Her eyes began to glow. She was pushing her power harder than I’d ever known her to. Ordinarily such an overextension would cost her dearly later on, probably leaving her nearly comatose for a few days. Of course she didn’t need to worry about that now. She started floating.

“That’s as far as I can go. If you’re going to do something, you’d better do it.”

“Wait,” I said, “I’m not sure if I can do this. I don’t … I don’t know if I’m the right man for the job. Even if it works—even if I wake up six or seven years ago and remember all this—it doesn’t mean I’ll be able to prevent anything. How will I know what to do?”

“A couple things, my friend,” said Tomas, already reaching his hands out to either side of my head. “For starters, you won’t remember everything, at least not right away. With how far back I’m sending you, your memories will come back over time—maybe a long time—and you might have trouble accepting that they’re real. And secondly, if this works, you will save us all. You will find a way. I know you will.”

He reached his hands out toward me and I flinched back, with the question that was nagging me in the back of my mind demanding to be asked before it was too late.

“How do we know we haven't done this all before?” I asked.

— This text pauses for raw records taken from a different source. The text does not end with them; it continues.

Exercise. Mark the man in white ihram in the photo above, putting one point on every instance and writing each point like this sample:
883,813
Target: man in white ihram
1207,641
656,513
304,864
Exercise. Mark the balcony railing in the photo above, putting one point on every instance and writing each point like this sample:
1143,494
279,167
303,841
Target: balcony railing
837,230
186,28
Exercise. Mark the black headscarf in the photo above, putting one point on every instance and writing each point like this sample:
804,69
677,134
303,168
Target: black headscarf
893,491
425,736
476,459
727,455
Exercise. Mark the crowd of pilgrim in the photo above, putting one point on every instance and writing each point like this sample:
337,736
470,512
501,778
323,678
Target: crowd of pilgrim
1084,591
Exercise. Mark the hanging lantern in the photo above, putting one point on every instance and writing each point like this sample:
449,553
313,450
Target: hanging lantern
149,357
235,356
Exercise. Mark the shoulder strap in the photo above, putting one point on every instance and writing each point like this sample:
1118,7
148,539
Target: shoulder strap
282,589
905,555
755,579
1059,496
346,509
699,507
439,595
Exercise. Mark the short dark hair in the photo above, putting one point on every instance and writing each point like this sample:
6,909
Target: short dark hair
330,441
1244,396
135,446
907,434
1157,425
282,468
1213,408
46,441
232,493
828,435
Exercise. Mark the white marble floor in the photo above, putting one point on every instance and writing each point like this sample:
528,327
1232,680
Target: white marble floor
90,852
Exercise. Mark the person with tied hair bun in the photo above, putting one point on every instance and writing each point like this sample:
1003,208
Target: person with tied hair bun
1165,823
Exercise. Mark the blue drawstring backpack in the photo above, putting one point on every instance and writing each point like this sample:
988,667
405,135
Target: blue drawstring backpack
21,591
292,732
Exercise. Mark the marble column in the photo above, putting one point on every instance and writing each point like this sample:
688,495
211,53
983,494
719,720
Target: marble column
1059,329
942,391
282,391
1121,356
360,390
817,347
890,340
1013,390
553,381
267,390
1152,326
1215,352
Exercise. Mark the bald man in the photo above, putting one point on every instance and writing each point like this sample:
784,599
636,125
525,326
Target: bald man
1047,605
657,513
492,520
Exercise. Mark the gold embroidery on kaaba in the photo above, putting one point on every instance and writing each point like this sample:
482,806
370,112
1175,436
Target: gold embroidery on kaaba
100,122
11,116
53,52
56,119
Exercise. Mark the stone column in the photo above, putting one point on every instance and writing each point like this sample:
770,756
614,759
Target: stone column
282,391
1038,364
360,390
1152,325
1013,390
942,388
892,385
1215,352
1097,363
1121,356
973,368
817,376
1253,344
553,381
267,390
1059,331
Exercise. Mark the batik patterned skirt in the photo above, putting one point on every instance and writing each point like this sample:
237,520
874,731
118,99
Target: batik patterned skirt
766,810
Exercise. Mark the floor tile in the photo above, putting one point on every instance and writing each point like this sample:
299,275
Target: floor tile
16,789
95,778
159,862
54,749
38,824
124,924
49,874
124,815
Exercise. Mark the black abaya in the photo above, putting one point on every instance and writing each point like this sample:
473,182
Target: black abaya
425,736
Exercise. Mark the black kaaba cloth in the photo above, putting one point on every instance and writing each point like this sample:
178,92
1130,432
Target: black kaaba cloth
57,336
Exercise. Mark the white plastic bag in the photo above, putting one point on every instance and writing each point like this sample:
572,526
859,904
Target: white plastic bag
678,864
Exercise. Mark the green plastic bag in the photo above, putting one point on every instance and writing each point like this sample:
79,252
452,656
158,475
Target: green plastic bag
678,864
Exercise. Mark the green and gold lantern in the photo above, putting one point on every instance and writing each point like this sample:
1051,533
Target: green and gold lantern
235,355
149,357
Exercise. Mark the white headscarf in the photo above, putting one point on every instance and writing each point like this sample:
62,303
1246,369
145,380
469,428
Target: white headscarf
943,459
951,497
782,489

This gave Tomas pause, and even Lakshmi looked down upon us with a questioning gaze, despite how much concentration this extension of her power must have been taking to maintain.

“Well … do you remember doing all of this once before?” asked Tomas.

“No,” I admitted. “But that doesn't mean someone else didn't.”

“I suppose it's a possibility, my friend. But if someone else already did what you’re about to do—came back to try to prevent the apocalypse—and we still reached this point, then all that shows is that they failed. That doesn't mean you will. In fact, I'm certain you'll succeed.”

“How do you know?” I asked.

“Because, my friend, you always do. And because you have to.”

He placed his palms on my temples, and for a few moments, I felt the flow of time as he felt it, not as something to catch us and carry us along, but as something to be caught. Time was malleable, I understood. Time was an illusion. I had just enough time to pity him for the tragedy that he could never really experience the fullness of his own power first hand—to see the truth of time and its intricate beauty laid out plainly—and then time stopped existing, and so did everything else, including me.